Another thing to consider is clothing protection. I don’t always get out the aprons but I absolutely do when we’re working with something messy or staining. You could certainly use an art smock (I love these from Ikea). But Mabel and I have Mama and Me Aprons and, yes, we’re adorable.

Cooking Tasks Toddlers Can Help With

Here are some ideas of things your toddler might like to help with:

  • - Mixing, whisking, and stirring - You can take turns doing this because if your kiddo is anything like mine, she doesn’t do an adequate job.

  • - Pouring - Anything, all the time, my word she loves to pour!

  • - Scooping/measuring - Sometimes I level off scoops and let her dump them in the bowl. More fun, though, is to put the bowl on a kitchen scale and set her free to scoop until the desired weight is reached. Bonus: lesson in reading numbers with this method!

  • - Cutting - We got her the Curious Chef 3-Piece Nylon Knife Set. Note, toddler knives are not sharp (duh!) so they can only cut some things (ex. grapes, mushrooms, soft-ish cheeses, tofu) and they do not cut cleanly. 

  • - Peeling - Ex. garlic, sticks of butter, onions, hard-boiled eggs.

  • - Washing vegetables - She ADORES operating the salad spinner.

  • - Stripping greens - She can pull and pluck with the best of them, but we’ve also had good luck using a Greens and Herb Stripper.)

  • - Pushing buttons - On the food processor, blender, hand mixer, etc.

  • - Testing for doneness/taste testing (Mum!)

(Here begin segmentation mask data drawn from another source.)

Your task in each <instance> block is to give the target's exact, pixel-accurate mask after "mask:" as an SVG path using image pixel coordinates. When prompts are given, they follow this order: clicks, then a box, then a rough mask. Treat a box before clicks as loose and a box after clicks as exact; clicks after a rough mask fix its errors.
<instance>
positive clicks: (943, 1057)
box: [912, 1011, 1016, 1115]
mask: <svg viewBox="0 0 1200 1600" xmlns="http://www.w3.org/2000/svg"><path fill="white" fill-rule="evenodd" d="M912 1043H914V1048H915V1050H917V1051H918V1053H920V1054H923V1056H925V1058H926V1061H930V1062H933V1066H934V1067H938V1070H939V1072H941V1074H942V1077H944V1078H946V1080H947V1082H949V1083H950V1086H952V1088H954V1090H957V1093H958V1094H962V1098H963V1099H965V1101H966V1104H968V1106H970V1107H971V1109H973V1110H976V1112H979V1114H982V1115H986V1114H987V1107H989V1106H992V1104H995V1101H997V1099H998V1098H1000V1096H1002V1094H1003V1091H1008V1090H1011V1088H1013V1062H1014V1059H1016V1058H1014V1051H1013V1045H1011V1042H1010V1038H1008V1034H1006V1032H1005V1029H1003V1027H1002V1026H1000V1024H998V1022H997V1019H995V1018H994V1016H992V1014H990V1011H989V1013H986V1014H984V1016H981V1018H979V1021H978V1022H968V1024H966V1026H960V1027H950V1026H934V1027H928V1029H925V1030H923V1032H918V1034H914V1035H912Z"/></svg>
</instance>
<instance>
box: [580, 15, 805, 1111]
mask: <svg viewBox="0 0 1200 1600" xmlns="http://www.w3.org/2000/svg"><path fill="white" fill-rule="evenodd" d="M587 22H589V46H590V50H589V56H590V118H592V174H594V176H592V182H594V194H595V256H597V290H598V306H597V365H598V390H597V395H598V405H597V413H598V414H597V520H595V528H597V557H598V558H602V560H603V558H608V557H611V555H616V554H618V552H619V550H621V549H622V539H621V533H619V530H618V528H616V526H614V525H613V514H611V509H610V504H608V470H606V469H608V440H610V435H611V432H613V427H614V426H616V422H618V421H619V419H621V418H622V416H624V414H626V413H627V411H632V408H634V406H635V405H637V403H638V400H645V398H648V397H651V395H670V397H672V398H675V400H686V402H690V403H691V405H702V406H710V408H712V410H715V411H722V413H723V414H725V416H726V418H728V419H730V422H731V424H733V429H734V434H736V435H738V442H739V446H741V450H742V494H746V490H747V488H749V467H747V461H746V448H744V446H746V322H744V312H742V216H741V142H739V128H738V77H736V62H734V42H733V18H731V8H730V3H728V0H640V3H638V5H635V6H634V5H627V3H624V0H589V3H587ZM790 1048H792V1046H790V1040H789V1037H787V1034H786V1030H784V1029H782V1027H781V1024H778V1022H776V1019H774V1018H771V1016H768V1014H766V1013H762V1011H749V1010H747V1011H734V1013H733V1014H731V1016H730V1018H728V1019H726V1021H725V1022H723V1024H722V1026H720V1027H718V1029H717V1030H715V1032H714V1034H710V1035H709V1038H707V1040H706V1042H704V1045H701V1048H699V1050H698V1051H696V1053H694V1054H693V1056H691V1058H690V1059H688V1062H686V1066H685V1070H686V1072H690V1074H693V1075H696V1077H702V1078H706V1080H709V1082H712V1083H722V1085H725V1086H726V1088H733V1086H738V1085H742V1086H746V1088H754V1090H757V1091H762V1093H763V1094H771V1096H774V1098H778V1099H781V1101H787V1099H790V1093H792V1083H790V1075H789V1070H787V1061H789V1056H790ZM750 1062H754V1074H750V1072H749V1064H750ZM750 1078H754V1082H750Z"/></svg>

I am also trying to involve Mabel in cleaning up after cooking but that is very much still a work in progress around here. So far, I have found two ways to have Mabel help me clean up. First, I can ask her to put dishes and ingredients away.  Some things are safe for her to put straight into the dishwasher and some things, like baking powder, she can put back in the pantry. This can be a tricky one, though, because most cabinets at her height are toddler-proofed (imagine that!). Second, she loves to wipe down counters. I spray a little cleanser on the counter and then let her have at it with a sponge. She obviously has a limited range and is wildly ineffective at actually cleaning, but see above re: toddlers are not actually helpful.

The Payoff

After all this “helping” Mabel and I both find great satisfaction regaling the other members of our dinner party with all the ways she contributed. The foods we cook together are exactly the foods she will be eating at dinner. There are no special toddler meals in my house, so it’s a great way to remind her of the things she accomplished and of all the yummy foods we used to make dinner (Remember peeling the eggs? Tell Dad about how you cut the cucumbers with your knife. Did you like tasting the cucumbers? I see some more on your plate, have another bite!). Involving Mabel in cooking also helps her understand more deeply that preparing food takes time and effort and, I think, helps her be patient when food isn’t ready yet. And, hopefully, someday, will help her learn to love cooking as much as I do.


    


Miranda is a former librarian, current full time mom, and enthusiastic cook. She lives with her family outside of San Francisco.